沉默良久,朱元璋终是压下满腔怒火与心酸,当着满朝文武、天下万民的面,缓缓定下惩处之规:不赐死、不斩首,保全诸子性命血脉;但尽数废黜僭越规制与额外殊荣,削去部分藩王护卫兵权,秦王朱樉、鲁王朱檀虽已亡故,仍削除身后逾制礼遇,贬损谥号荣光;齐王朱榑、代王朱桂、伊王朱㰘、周王朱橚等在世藩王,尽数定为终身圈禁,各归本藩王府,封闭府门,撤去多余仪仗护卫,不许随意踏出王府半步,不许干预地方政务,不许私蓄甲兵、招揽亡命,不许再欺压百姓、动用私刑;王府内外严加看管,朝廷派专人常年驻守监视,子孙承袭皆降等约束,永不得再兴风波。

这般处置,留了父子情分,未开杀子先例,又以国法严惩恶行,圈禁禁锢断了他们为祸民间的可能,既堵上了天下万民的悠悠众口,安抚了受委屈的百姓与王妃,也守住了朱元璋身为父皇那份舍不得杀子的私心。
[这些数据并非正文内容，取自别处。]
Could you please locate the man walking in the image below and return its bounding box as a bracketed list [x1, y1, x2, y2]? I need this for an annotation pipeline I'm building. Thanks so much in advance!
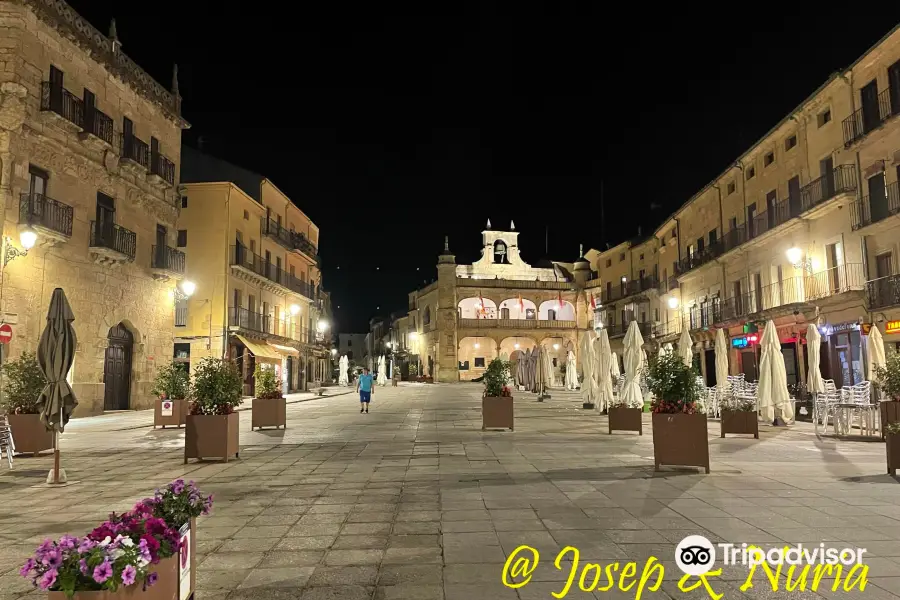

满朝文武无人敢反驳,天下百姓看在眼里,也知晓洪武大帝已然秉公处置,唯有一众藩王垂首认命,各府王妃心中百味杂陈,而朱元璋望着漫天未散的天幕,只剩满心疲惫,再一次在心底无声轻叹:别骂了,别再揭这些旧账了,朕能做的,也只有这般了。